Das zweite Umfeld dieser Kommissionsmotion ist ganz klar der Finanzplan 2006-2008. Grundlage war der Finanzplan, der immer noch gilt, das ist dieses Minus von 799 Millionen Franken im Jahre 2006. Wir sprechen nicht von den 1,3 Milliarden Franken, die mittlerweile aufgetischt wurden und die sich sicher auch noch verändern werden. Wir haben einen Finanzplan mit einem Minus von 799 Millionen Franken, den wir zur Kenntnis genommen haben. Bei der Beratung des Finanzplans haben wir zum Ausdruck gebracht, dass wir Bedenken haben bezüglich der Einnahmenseite. Das hat sich mittlerweile bereits bestätigt. Letzten Dezember wurde das noch vonseiten des Bundesrates bestritten. Inzwischen haben wir auf dem Tisch, dass die Einnahmenprognose nicht stimmt. Was wir im Finanzplan auch noch nicht berücksichtigt haben, sind die möglichen Mehrausgaben in dreistelliger Millionenhöhe im Forschungsbereich, im Bildungsbereich und in anderen Bereichen internationaler Zusammenarbeit. Das wird auf uns zukommen. Das ist so sicher wie das Amen in der Kirche.

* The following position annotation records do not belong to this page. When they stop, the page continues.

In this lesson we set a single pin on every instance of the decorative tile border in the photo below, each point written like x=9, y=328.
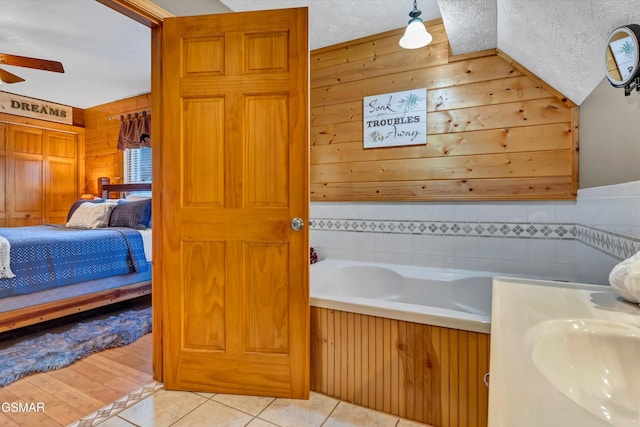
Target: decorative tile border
x=616, y=245
x=118, y=406
x=449, y=228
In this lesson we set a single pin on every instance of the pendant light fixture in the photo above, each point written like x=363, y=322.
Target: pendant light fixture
x=416, y=34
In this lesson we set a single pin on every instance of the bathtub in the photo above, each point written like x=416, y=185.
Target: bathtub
x=451, y=298
x=410, y=341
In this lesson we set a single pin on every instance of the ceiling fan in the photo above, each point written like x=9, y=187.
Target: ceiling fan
x=23, y=61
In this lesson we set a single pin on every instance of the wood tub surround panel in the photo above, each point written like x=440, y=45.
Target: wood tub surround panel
x=429, y=374
x=495, y=131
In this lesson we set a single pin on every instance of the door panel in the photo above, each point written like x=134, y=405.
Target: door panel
x=233, y=273
x=26, y=195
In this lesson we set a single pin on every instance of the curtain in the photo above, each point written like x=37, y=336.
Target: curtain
x=135, y=131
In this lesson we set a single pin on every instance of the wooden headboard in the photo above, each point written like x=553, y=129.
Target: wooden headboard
x=105, y=188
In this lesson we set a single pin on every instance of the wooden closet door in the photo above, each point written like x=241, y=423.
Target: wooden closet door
x=61, y=175
x=25, y=186
x=3, y=174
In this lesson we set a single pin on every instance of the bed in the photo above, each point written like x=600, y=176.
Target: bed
x=56, y=269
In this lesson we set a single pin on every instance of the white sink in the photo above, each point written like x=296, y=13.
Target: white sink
x=594, y=362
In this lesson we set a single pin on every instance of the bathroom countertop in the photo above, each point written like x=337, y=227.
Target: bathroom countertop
x=519, y=394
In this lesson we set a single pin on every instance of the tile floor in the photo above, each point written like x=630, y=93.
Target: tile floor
x=153, y=406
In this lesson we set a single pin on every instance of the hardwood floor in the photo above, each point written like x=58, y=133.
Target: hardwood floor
x=71, y=393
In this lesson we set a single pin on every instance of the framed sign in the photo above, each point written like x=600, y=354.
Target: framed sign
x=35, y=108
x=395, y=119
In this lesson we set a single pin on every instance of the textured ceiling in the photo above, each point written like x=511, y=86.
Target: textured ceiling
x=107, y=56
x=471, y=25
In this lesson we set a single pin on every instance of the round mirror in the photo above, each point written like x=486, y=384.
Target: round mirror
x=621, y=57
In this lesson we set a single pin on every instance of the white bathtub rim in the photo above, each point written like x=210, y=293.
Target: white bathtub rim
x=428, y=315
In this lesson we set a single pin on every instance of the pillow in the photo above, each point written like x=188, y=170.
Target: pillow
x=90, y=215
x=131, y=214
x=75, y=205
x=134, y=198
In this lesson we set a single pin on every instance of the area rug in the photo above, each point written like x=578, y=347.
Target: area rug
x=54, y=351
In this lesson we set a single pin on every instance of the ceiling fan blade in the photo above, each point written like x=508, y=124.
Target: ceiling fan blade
x=7, y=77
x=38, y=64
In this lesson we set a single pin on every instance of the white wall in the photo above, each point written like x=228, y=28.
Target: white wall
x=564, y=240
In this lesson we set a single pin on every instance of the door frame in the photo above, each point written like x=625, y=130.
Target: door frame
x=152, y=16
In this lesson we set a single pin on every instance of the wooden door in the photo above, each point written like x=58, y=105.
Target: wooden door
x=25, y=189
x=234, y=173
x=61, y=170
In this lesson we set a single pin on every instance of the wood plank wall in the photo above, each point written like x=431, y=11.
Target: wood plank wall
x=425, y=373
x=495, y=130
x=101, y=139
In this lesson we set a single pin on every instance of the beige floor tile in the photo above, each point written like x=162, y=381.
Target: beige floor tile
x=206, y=395
x=116, y=422
x=250, y=404
x=257, y=422
x=162, y=408
x=214, y=414
x=299, y=413
x=348, y=415
x=408, y=423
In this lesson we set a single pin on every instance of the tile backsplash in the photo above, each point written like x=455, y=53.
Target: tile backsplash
x=566, y=240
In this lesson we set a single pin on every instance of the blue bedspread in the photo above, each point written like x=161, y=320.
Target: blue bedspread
x=49, y=256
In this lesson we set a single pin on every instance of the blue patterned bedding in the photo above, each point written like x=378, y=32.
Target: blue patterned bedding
x=49, y=256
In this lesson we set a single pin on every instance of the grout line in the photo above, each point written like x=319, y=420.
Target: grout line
x=331, y=413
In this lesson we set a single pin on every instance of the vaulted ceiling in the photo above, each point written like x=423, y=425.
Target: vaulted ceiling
x=107, y=56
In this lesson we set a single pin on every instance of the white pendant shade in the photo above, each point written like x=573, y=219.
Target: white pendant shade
x=415, y=35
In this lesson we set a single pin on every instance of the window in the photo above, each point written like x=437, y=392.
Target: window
x=137, y=166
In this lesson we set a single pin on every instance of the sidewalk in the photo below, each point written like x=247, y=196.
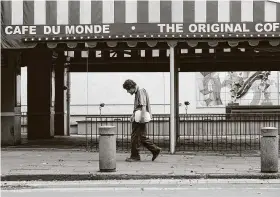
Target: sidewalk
x=73, y=165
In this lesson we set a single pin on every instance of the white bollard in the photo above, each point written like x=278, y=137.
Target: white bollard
x=107, y=149
x=269, y=149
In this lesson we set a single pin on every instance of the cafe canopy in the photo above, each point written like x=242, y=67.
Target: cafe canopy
x=26, y=23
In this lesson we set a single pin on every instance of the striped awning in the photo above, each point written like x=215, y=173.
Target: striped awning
x=65, y=20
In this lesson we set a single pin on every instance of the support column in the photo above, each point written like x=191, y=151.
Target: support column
x=11, y=98
x=60, y=116
x=40, y=111
x=173, y=103
x=176, y=89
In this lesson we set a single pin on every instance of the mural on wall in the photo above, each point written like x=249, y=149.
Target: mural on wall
x=246, y=88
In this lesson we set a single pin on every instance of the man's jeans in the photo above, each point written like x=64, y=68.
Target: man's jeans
x=138, y=137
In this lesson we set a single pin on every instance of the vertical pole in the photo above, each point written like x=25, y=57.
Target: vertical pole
x=68, y=84
x=172, y=98
x=278, y=86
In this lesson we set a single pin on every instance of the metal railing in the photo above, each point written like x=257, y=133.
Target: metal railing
x=223, y=132
x=157, y=130
x=197, y=132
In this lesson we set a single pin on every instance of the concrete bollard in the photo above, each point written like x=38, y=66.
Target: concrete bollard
x=107, y=149
x=269, y=149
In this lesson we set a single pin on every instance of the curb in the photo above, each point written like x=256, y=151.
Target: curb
x=86, y=177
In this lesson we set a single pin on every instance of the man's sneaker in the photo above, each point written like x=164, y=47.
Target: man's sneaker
x=132, y=159
x=155, y=154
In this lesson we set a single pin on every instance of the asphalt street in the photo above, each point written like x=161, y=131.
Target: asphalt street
x=147, y=188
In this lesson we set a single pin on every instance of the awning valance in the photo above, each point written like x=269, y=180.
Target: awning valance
x=43, y=20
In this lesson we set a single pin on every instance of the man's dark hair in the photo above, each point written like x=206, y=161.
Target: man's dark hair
x=128, y=84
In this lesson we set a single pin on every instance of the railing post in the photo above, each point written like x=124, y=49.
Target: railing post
x=269, y=149
x=107, y=149
x=173, y=110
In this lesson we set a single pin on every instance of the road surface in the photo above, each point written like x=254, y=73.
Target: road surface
x=147, y=188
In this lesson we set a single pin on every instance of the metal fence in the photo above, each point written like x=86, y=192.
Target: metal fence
x=223, y=132
x=197, y=132
x=157, y=130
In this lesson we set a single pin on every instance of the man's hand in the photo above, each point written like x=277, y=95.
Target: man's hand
x=142, y=120
x=132, y=118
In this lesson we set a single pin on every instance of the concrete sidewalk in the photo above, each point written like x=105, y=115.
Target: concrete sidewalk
x=72, y=165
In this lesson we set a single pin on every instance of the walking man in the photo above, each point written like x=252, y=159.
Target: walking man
x=139, y=127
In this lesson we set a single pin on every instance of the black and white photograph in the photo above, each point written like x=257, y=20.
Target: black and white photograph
x=140, y=98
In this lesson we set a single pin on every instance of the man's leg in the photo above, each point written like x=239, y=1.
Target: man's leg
x=135, y=143
x=147, y=143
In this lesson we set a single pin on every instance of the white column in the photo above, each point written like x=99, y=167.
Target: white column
x=11, y=99
x=172, y=98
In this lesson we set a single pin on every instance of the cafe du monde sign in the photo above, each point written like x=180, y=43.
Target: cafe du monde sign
x=146, y=29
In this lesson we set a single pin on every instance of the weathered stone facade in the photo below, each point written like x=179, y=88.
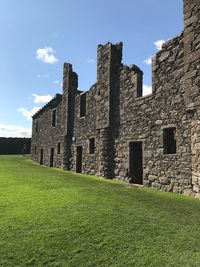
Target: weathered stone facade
x=115, y=132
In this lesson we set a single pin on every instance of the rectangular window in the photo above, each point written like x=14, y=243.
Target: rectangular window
x=169, y=141
x=91, y=145
x=36, y=127
x=58, y=148
x=54, y=117
x=82, y=105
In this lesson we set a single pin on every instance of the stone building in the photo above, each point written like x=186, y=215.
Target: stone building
x=113, y=131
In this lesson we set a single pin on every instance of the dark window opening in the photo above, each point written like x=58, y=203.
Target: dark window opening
x=136, y=162
x=79, y=152
x=169, y=141
x=139, y=84
x=41, y=156
x=51, y=157
x=36, y=127
x=83, y=105
x=54, y=117
x=58, y=149
x=91, y=145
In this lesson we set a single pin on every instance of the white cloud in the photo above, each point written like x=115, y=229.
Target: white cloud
x=90, y=60
x=148, y=61
x=42, y=75
x=14, y=131
x=28, y=113
x=147, y=90
x=159, y=44
x=42, y=98
x=46, y=55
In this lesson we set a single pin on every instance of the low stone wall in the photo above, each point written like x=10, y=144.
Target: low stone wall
x=15, y=146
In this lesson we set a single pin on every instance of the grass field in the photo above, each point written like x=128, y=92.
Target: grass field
x=49, y=217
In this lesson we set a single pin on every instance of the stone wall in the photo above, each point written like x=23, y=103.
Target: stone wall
x=46, y=136
x=118, y=119
x=15, y=145
x=192, y=82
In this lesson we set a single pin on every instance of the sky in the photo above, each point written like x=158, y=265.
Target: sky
x=38, y=36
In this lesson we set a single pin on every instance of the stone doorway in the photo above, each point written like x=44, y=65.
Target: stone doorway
x=51, y=157
x=136, y=162
x=41, y=156
x=79, y=152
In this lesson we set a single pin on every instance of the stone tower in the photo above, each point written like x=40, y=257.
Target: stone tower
x=70, y=84
x=109, y=61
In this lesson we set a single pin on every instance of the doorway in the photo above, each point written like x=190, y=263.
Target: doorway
x=136, y=162
x=41, y=156
x=51, y=157
x=79, y=152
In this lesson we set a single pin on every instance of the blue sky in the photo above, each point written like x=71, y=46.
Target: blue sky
x=38, y=36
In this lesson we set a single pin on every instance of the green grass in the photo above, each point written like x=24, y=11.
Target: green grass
x=49, y=217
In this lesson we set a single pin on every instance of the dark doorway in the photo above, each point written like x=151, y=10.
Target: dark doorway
x=41, y=156
x=135, y=162
x=51, y=157
x=79, y=159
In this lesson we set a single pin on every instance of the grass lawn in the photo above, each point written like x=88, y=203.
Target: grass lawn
x=50, y=217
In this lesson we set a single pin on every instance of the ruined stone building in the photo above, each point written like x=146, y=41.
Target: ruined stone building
x=113, y=131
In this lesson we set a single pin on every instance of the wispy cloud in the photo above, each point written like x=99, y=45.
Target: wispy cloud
x=147, y=89
x=159, y=44
x=148, y=61
x=42, y=75
x=90, y=60
x=46, y=55
x=28, y=113
x=15, y=131
x=41, y=98
x=54, y=35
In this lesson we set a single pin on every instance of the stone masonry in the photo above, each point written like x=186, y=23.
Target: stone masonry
x=113, y=131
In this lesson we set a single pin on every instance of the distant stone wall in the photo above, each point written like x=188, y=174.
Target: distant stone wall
x=15, y=146
x=114, y=132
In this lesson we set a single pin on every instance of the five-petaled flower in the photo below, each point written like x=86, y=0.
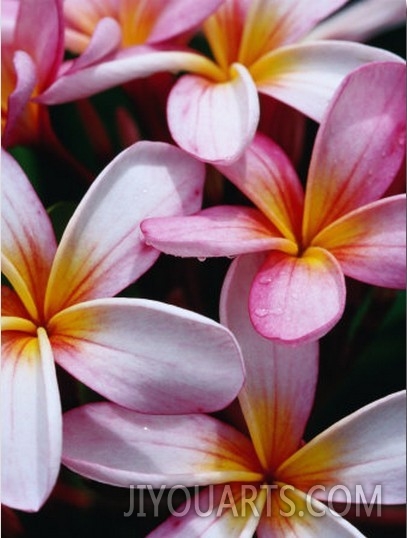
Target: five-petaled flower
x=339, y=227
x=62, y=309
x=258, y=46
x=270, y=464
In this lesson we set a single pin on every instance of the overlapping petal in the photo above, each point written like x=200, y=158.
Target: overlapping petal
x=214, y=120
x=28, y=242
x=147, y=355
x=297, y=298
x=278, y=393
x=359, y=147
x=292, y=513
x=361, y=21
x=31, y=420
x=86, y=267
x=217, y=512
x=338, y=455
x=46, y=47
x=305, y=76
x=271, y=24
x=216, y=231
x=370, y=242
x=121, y=447
x=266, y=176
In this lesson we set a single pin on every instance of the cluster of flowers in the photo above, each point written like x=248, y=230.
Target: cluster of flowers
x=160, y=368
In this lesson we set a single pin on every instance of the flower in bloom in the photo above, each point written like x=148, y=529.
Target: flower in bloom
x=284, y=479
x=139, y=353
x=258, y=46
x=339, y=227
x=30, y=60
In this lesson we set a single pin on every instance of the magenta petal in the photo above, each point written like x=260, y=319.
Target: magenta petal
x=214, y=121
x=26, y=80
x=31, y=420
x=297, y=299
x=359, y=147
x=149, y=356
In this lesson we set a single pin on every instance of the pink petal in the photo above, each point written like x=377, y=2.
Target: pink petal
x=148, y=356
x=272, y=23
x=18, y=119
x=216, y=231
x=365, y=449
x=297, y=299
x=266, y=176
x=99, y=48
x=126, y=65
x=278, y=393
x=226, y=513
x=359, y=147
x=118, y=446
x=46, y=47
x=370, y=242
x=102, y=251
x=361, y=21
x=214, y=121
x=290, y=512
x=305, y=76
x=31, y=420
x=28, y=242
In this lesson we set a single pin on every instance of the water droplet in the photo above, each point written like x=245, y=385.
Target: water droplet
x=261, y=312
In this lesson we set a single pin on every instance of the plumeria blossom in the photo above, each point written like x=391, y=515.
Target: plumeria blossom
x=340, y=226
x=270, y=464
x=139, y=353
x=257, y=46
x=362, y=20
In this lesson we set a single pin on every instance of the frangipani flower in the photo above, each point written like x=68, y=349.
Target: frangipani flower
x=141, y=354
x=30, y=60
x=339, y=227
x=213, y=111
x=271, y=467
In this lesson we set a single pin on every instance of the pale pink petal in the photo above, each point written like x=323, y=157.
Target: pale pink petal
x=229, y=510
x=364, y=450
x=119, y=446
x=305, y=76
x=214, y=120
x=28, y=243
x=178, y=16
x=31, y=420
x=290, y=512
x=148, y=356
x=273, y=23
x=26, y=80
x=361, y=21
x=278, y=393
x=99, y=48
x=266, y=176
x=297, y=299
x=370, y=242
x=39, y=32
x=126, y=65
x=101, y=251
x=359, y=147
x=216, y=231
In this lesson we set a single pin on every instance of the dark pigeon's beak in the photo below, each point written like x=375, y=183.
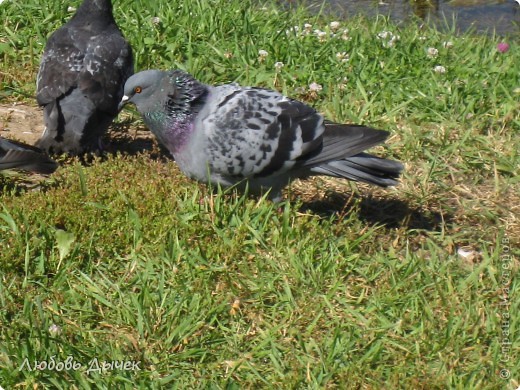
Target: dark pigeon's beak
x=122, y=103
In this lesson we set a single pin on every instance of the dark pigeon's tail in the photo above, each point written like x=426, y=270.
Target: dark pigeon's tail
x=15, y=155
x=342, y=156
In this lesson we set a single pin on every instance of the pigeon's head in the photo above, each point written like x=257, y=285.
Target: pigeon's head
x=151, y=90
x=141, y=88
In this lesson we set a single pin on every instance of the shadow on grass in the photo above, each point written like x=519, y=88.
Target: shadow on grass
x=390, y=213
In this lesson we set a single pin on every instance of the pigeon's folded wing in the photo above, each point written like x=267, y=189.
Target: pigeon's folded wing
x=257, y=132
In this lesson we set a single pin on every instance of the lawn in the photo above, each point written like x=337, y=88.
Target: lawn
x=119, y=272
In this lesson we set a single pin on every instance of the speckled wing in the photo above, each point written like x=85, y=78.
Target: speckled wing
x=254, y=132
x=60, y=66
x=98, y=67
x=15, y=155
x=107, y=64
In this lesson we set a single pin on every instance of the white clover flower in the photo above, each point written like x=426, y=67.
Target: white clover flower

Dann haben wir noch das EP 2004. Da haben wir schon vonseiten des Ständerates zur Kenntnis nehmen können, dass das EP 2004 nicht eins zu eins umgesetzt wird, dass sich auch dort eine Lücke ergeben wird.

Vor diesem Hintergrund der formellen Frage des Budgetprozesses und der Entwicklung der Finanzen haben wir unsere Verantwortung wahrgenommen und die Motion unterstützt. Wir sind auch bereit, den Tatbeweis anzutreten. Wir haben Vorstösse in der Schublade und Anträge, wie wir das bewerkstelligen können. Soweit die Pensionskassenmisere da hineinspielt - das ist dann nicht freisinnige Sache, die Pensionskasse hat ein anderer Bundesrat zu verantworten.